Kaye DONACHIE and Terence KOH


Walpurgis Night is traditionally an evening of pagan ritual and spectacle that blurs the boundaries between the living and the dead. Donachie adopts the title Walpurgis Night from the last chapter in book five of Thomas Mann’s The Magic Mountain. Amidst these bleak times Donachie extends her previous interest in Monte Verita into paintings that embrace the mountain, the idyll and the sanatorium from Mann’s book. Using bohemian individuals such Hermann Hesse, Ludwig Kirchner, Colette and Hans Castorp with performer Emmy Hennings, barefoot poet Gusto Grässer and pioneering anti-psychiatrist, Otto Gross she creates portraits that transfigure and evoke something of both the tragic and romantic aspects of their life and times. The historical is layered with reference to a period of optimism and modernism that is checked by the tragedy of the unattainable. The works are subdued hopeful and romantic. The surfaces of the works being created through an intensive process of addition and subtraction with active use of virulent colour and light.

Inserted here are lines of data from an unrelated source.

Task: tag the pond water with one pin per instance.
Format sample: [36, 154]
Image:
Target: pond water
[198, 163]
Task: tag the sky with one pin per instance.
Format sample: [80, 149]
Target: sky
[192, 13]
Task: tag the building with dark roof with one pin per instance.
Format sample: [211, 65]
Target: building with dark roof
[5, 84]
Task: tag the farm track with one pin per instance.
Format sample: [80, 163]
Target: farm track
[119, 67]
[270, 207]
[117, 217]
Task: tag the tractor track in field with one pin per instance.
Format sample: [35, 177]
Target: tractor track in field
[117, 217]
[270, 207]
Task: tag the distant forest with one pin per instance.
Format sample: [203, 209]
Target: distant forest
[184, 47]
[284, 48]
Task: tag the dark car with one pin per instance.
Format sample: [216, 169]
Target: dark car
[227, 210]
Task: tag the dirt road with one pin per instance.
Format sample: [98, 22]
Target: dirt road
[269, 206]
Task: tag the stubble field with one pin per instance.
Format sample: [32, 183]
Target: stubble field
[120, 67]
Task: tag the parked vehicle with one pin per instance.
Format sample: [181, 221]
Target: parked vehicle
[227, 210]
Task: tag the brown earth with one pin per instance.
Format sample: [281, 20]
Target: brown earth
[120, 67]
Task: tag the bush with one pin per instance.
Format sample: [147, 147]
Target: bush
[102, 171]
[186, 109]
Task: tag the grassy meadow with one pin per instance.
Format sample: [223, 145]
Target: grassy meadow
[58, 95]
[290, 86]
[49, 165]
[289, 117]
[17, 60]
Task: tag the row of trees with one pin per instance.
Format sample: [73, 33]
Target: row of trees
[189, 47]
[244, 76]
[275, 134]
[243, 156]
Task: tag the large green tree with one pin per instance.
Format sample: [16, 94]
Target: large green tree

Terence Kohs sculpture was initially presented a few feet away from the sea in Yokohama as part of a site-specific performance, in the dark, flanked by two boys wearing loin cloths. Terence Koh appeared, painted head to toe in white, and wearing a similar loin wrapping, to lead several boys in a procession, several of which carried the wood sculpture to the seafront, where it was placed atop its pedestal. He then climbed up to the sculpture, tied the ears of the sculpture with strings from his loin cloth, and then climbed on to the matching pedestal, wrapping the other end of the string several times around his mouth, thus creating a bridge between himself and his smaller, pearl covered alter ego. The boys then walked underneath the string bridge and one by one flung a pearl into the sea.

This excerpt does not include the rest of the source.